Pramipexole has preferential affinity for the D3 receptors (D3>D2). It is effective when used as monotherapy for mild parkinsonism. Also useful for patients with advanced disease, this allows for a reduction in the dose of levodopa. May also alleviate affective symptoms.
Side effects of pramipexole include dizziness, orthostatic hypotension, drowsiness, hallucinations, twitching, twisting or unusual body movements, sudden falling asleep
during activities of daily living. Several unusual adverse effects include compulsive gambling, hypersexuality and overeating. This may be linked to activation of D3
receptors located in regions involved in mood, behaviors and reward. Has been referred to as “The Las Vegas Pill”
Pramipexole has been used off label for cluster headaches, restless leg syndrome and bipolar depression.

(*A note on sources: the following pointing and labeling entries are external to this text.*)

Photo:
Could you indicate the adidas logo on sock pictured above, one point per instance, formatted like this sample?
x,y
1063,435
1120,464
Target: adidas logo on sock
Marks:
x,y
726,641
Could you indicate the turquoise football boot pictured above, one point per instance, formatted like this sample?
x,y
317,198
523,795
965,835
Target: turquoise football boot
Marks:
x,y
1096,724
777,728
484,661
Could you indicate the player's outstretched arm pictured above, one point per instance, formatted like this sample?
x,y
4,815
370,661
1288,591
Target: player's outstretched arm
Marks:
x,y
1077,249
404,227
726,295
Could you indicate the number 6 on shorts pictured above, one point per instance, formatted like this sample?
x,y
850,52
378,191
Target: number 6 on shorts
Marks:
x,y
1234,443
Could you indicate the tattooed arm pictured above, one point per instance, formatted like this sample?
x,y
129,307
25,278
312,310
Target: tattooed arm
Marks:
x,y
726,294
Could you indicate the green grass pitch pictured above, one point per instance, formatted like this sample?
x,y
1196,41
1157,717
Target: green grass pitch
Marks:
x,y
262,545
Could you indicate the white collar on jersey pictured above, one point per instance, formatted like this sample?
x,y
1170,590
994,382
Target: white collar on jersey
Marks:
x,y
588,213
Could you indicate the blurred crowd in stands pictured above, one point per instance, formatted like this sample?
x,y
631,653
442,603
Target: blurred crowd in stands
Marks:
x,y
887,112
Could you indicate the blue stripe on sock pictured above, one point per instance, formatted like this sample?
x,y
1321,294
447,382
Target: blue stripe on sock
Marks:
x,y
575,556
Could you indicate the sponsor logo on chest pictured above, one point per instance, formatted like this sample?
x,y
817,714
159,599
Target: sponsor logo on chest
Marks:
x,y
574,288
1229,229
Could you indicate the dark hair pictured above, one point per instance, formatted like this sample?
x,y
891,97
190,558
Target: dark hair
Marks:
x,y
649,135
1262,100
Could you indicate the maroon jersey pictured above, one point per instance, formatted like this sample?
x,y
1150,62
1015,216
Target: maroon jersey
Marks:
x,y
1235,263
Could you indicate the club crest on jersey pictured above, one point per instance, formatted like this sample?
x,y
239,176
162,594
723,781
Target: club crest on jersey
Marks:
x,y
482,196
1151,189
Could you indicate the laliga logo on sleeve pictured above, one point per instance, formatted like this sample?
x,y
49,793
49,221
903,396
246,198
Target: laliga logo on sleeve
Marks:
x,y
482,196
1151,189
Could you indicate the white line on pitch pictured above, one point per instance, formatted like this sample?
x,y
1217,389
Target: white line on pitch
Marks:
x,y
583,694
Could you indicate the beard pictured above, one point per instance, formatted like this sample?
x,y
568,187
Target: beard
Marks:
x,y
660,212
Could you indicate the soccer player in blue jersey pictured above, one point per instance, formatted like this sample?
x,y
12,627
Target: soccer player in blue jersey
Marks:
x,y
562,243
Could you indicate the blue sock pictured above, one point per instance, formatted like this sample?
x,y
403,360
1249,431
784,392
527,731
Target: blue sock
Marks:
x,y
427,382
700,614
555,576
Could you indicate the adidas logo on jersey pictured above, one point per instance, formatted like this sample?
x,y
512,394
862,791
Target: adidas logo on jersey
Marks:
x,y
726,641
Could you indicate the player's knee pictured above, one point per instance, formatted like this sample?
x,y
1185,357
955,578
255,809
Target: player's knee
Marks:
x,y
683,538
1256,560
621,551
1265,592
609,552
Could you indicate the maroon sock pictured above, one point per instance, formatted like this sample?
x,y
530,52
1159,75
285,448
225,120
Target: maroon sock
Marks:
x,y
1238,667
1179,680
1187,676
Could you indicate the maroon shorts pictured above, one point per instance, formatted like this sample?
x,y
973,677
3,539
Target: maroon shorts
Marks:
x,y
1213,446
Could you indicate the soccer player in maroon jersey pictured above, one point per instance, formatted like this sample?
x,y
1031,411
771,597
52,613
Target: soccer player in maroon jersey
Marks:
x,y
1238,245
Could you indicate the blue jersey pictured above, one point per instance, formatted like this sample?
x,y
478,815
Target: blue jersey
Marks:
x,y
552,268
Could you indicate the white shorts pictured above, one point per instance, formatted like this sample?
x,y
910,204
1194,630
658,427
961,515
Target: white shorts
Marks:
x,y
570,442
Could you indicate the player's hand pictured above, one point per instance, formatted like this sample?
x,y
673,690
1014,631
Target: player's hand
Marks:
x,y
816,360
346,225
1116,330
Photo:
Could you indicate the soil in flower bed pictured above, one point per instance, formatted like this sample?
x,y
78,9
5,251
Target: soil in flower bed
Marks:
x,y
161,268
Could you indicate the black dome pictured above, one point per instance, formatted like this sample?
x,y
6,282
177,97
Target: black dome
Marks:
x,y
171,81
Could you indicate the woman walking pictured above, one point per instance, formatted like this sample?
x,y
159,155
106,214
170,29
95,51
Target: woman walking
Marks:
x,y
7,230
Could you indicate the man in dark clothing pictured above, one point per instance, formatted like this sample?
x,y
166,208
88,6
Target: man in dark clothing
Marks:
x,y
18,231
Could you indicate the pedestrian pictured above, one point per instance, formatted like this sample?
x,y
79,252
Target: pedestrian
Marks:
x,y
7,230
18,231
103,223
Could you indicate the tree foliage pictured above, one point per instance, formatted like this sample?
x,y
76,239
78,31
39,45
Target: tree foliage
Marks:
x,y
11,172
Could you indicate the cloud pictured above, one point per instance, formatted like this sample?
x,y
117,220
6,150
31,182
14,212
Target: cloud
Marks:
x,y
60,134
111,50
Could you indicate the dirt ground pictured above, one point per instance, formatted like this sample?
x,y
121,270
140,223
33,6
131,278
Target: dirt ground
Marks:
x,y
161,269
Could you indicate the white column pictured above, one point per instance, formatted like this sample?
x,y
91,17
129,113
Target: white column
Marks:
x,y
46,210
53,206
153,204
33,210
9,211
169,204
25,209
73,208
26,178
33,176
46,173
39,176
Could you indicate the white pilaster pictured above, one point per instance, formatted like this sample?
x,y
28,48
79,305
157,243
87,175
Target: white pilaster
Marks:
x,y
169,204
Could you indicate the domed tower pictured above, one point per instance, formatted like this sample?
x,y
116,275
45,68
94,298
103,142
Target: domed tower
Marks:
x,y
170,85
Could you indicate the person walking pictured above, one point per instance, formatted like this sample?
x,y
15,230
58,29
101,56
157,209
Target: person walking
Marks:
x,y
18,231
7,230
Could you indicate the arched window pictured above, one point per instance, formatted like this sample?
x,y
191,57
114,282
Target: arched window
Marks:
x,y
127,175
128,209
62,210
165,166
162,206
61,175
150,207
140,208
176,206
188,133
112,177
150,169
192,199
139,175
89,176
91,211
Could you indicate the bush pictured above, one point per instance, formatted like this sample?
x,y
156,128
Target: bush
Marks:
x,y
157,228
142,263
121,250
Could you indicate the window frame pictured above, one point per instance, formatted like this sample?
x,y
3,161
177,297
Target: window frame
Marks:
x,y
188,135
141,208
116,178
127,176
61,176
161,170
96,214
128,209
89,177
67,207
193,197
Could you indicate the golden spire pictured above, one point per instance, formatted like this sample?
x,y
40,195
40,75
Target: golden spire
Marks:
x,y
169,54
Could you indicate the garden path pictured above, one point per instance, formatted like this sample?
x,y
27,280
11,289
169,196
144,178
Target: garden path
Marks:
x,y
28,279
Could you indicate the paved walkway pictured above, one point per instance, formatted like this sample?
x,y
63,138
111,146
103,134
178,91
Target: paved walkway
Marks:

Ropinirole. This is another newer agent with greater affinity for the D3 receptor over the D2 receptor. It is also effective as monotherapy or as a means of smoothing the response to levodopa in patients with more advanced disease. Side effects include excessive sedation, vivid dreams and hallucinations. Both ropinirole and pramipexole delay the onset of “off” periods and dyskinesia in Parkinson’s patients.
Ropinirole has also been approved for “Restless Leg Syndrome”. This is a syndrome which occurs at night, is precipitated by dopamine antagonists or SSRIs and relieved by dopamine agonists. It is felt that it is due to low dopamine levels but does not involve the basal ganglia.
Why are Bromocriptine (Parlodel™) and Pergolide (Permex™) used less? Which receptors do they work at?
These are ergot derivatives and were the first directly acting dopamine agonists used. They produce more unwanted side effects than roprinirole and pramipexole. They can cause significant nausea, peripheral edema and hypotension; therefore are not used as readily as the newer agents. They are only effective for a certain amount of time. Bromocriptine (D2) doesn’t work for 30% of patients. Pergolide (D2=D3, partial D1) is used if L-Dopa doesn’t work.